As I mentioned last week, when discussing the medical entries in Crooke’s 1903 edition of Yule and Burnell’s 1886 compilation Hobson–Jobson: A Glossary of Colloquial Anglo-Indian Words and Phrases, and of Kindred Terms, Etymological, Historical, Geographical and Discursive, the authors often relied on what they referred to as “Hanbury and Flückiger”, a volume titled Pharmacographia: a History of the Principal Drugs of Vegetable Origin met with in Great Britain and British India, published in 1874. The volume to which they referred was in fact by Friedrich August Flückiger and Daniel Hanbury, its title longer than the one they gave (Figure 1). It is not clear why the names were reversed in Hobson-Jobson.

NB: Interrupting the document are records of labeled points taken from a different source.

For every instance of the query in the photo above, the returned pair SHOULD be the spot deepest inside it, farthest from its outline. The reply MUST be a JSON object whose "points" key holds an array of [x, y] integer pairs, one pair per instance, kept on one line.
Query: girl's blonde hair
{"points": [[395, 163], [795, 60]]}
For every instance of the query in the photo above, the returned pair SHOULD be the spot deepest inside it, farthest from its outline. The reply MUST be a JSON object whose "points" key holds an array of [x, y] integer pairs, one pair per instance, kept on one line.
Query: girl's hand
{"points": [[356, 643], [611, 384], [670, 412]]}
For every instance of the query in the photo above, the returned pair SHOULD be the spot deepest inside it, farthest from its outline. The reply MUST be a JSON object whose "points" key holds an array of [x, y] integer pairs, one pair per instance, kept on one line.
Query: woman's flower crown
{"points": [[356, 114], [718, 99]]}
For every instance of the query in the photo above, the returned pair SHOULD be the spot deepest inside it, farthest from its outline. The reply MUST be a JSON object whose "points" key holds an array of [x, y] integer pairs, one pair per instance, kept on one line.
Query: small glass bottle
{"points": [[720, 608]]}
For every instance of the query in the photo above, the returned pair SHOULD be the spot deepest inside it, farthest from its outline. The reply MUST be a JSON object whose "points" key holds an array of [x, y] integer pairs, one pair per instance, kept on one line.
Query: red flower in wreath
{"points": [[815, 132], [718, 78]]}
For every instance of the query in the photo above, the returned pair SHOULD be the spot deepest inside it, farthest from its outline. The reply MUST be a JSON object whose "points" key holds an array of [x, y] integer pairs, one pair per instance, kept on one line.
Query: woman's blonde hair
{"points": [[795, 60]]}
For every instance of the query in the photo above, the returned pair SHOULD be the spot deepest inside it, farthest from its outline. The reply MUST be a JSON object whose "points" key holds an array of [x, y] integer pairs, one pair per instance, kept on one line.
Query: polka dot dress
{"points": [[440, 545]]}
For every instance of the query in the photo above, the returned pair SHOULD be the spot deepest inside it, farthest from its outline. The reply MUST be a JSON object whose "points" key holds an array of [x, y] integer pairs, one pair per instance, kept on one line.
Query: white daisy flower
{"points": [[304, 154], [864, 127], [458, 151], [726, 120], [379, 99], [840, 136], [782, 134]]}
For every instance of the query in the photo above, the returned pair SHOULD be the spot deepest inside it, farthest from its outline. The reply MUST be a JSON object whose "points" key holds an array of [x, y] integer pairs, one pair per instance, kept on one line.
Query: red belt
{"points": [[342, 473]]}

The Oxford English Dictionary (OED) defines “pharmacographia” as “a treatise on pharmacognosy”, with a single citation, Flückiger and Hanbury (1874), although a note tells us that it had previously been used in 1831 “or earlier in a work title”. The work to which the note refers was presumably a dissertation, by Mauritius Landsberg from Bratislava, titled Pharmacographia Euphorbiacearum. Dissertatio Toxicologico-Medica Inauguralis quam Consensu et Auctoritate Gratiosi Medicorum Ordinis in Universitate Literaria Friderica Guilelma pro summis in Medicina et Chirurgia Honoribus Rite Obtinendis, and dated 30 May 1831. In the European style of the day, which persists in some countries, the dissertation was prepared as a bound publication for the author’s public defence of his research, and the names of his opponents are given on the title page: Dre Braun, A Bartels, and J Wollheim.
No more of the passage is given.